São Paulo's stock exchange, the Bovespa, shot up with Brazilian investors showing renewed enthusiasm with the economic decisions made in Washington and Wall Street. At the end of the day, the stock exchange's main index, the Ibovespa, had gone up 9.4%, closing at 34,188 points. 3.5 billion reais (US$ 1.5 billion) were negotiated.
Among the biggest winners were companies from the financial sector such as Unibanco and Itaú, which went up more than 15%. State-controlled oil multinational Petrobras and mining giant Vale, the two most traded stocks, also had a banner day gaining more than 14% in one day.
Meanwhile, the dollar fell heavily ending the day at 2.325 reais per dollar, a 5.41% slump. Brazil's Banco Central contributed to the fall by intervening in the exchange market. Brazil's monetary authority sold US$ 2.16 billion dollars in two swap auctions.
Argentina's Merval jumped 8.79%, the highest increase since October 14, helping to cut into last week's five days running losses of 18.95%.
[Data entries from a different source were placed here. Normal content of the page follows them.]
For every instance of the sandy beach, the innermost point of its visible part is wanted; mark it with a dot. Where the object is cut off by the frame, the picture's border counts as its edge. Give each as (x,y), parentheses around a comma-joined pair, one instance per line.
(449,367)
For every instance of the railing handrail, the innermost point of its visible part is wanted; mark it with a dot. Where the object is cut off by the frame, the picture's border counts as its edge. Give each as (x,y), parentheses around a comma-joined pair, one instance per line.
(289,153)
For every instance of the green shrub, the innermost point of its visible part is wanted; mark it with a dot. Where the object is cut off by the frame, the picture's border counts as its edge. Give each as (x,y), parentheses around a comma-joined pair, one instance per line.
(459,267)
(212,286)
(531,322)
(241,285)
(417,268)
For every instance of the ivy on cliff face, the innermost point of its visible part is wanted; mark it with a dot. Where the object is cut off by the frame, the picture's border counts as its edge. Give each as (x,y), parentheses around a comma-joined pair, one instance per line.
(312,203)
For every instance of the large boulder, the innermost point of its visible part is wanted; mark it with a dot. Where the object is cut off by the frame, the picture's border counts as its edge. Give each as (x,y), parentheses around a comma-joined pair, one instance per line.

In Chile the stock market reaction was more modest, 2%, but the Chilean peso made a strong recovery against the US dollar, as happened with the Brazilian real and the Mexican peso.
Monday's rally was marked by London's FTSE 100 Index of leading shares which soared by a record 9.8% or 372.1 points at 4153, the biggest percentage gain in its history. In Paris, the CAC 40 index jumped 10.1% and in Frankfurt the DAX advanced 10.3%.
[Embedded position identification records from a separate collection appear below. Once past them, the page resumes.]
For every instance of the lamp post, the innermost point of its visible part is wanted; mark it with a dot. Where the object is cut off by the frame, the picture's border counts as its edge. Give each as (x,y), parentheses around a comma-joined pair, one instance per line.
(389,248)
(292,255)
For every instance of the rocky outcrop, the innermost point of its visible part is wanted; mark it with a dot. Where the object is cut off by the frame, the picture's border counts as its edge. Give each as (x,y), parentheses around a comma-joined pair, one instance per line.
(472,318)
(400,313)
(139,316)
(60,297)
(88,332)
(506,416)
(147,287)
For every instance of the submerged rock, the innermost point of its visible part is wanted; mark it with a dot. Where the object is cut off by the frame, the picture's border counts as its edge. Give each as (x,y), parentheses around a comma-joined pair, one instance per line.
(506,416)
On Wall Street, the key Dow Jones added almost 5% and the Nasdaq index gained 6% and S&P 6.74%, extending the rally seen on Friday.
Shares in Citigroup have jumped by almost 60% as investors welcomed the US government's rescue plan for the bank. The US Treasury is set to invest US$ 20 billion in return for preferred shares in the troubled banking giant.
In Britain, the government announced a stimulus plan that has temporarily cut VAT from 17.5% to 15% as part of a 20 billion-pound package aimed at kick-starting the economy.
Energy stocks also got a boost as the price of crude oil surged towards US$ 55 a barrel.